For the third time in three days, the Senate was asked whether it approves of President Donald Trump’s tariffs. And for the third time, they said “no.”
This time, the vote was to end the national emergency Trump used to declare global “reciprocal” tariffs, the sweeping duties of between 10 and 50 percent that he imposed on nearly every country in the world this summer.
The vote passed 51-47, with the same group of four Republican senators crossing party lines as on previous votes this week disapproving of Trump’s tariffs on Canada and Brazil: Rand Paul of Kentucky, Lisa Murkowski of Alaska, Susan Collins of Maine and Mitch McConnell of Kentucky. A similar vote in April failed due to the absence of McConnell and Sen. Sheldon Whitehouse (D-R.I.).
The series of symbolic rebukes this week in the Senate stood in stark contrast to Trump’s nearly weeklong trip to Asia, where he touted his use of tariffs as a means to secure new trade agreements and unprecedented foreign investment commitments. The resolution the Senate approved on Thursday takes aim at the tariffs that have served as a foundation for those agreements.

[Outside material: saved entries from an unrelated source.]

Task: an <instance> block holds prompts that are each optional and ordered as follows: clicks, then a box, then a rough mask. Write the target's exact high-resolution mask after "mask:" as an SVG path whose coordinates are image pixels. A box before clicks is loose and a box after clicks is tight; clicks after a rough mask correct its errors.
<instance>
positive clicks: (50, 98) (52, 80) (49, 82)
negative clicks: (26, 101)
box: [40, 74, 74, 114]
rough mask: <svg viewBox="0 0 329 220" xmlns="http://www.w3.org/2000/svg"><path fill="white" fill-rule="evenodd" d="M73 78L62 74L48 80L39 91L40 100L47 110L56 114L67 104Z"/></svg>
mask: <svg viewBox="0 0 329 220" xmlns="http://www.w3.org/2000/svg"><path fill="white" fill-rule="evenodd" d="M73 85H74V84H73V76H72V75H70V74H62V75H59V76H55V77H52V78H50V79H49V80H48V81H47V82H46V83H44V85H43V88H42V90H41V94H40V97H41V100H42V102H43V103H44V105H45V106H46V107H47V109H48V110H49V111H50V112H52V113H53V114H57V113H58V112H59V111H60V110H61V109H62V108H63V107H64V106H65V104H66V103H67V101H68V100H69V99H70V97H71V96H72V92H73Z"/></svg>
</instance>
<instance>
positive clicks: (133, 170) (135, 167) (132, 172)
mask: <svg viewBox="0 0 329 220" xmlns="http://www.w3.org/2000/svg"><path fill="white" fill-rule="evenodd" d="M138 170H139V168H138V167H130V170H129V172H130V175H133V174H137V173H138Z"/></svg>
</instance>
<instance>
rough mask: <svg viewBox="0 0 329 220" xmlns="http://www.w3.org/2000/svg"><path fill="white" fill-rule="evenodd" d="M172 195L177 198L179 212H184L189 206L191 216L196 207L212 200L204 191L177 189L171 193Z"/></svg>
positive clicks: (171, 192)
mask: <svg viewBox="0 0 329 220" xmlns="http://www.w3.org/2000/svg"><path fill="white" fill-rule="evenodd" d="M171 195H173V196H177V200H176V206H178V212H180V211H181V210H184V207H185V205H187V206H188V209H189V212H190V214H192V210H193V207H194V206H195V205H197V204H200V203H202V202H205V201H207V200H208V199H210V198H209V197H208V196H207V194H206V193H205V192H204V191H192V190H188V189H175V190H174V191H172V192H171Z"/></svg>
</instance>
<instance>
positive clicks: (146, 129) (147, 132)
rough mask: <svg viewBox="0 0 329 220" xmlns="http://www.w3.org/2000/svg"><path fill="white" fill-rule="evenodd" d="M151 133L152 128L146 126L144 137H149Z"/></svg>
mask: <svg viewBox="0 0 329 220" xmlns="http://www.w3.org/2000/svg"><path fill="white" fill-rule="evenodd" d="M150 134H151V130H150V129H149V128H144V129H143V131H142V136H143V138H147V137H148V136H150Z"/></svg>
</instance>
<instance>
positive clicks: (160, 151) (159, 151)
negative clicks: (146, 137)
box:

The vote is unlikely to undermine the agreements, however, since House Republican leadership has blocked votes on Trump’s tariffs until January. Even if the House did eventually approve that or other tariff resolutions, Congress would need a two-thirds majority to overcome a presidential veto.
Paul, a co-sponsor of the resolution approved Thursday, as well as the two other resolutions the Senate approved this week, criticized Trump’s use of a 1977 emergency law to impose the global duties. The president claimed they were warranted because the country’s trade deficit qualifies as a national emergency, an idea Paul pooh-poohed.
“I think that it’s a fallacy that it means anything,” Paul said about the national trade deficit at an event Wednesday night hosted at the Peterson Institute for International Economics. “I think it’s meaningless. I think it’s a completely meaningless accounting of trade that sends no real signals of value or use.”
Still the Kentucky senator, a frequent critic of Trump’s trade policies, said he did not expect the tariff resolutions to ultimately succeed in tying Trump’s hands. “I think in order to get to [two thirds of Congress], it would take an economic calamity,” Paul said. “Which I don’t wish on anyone, or particularly our country.”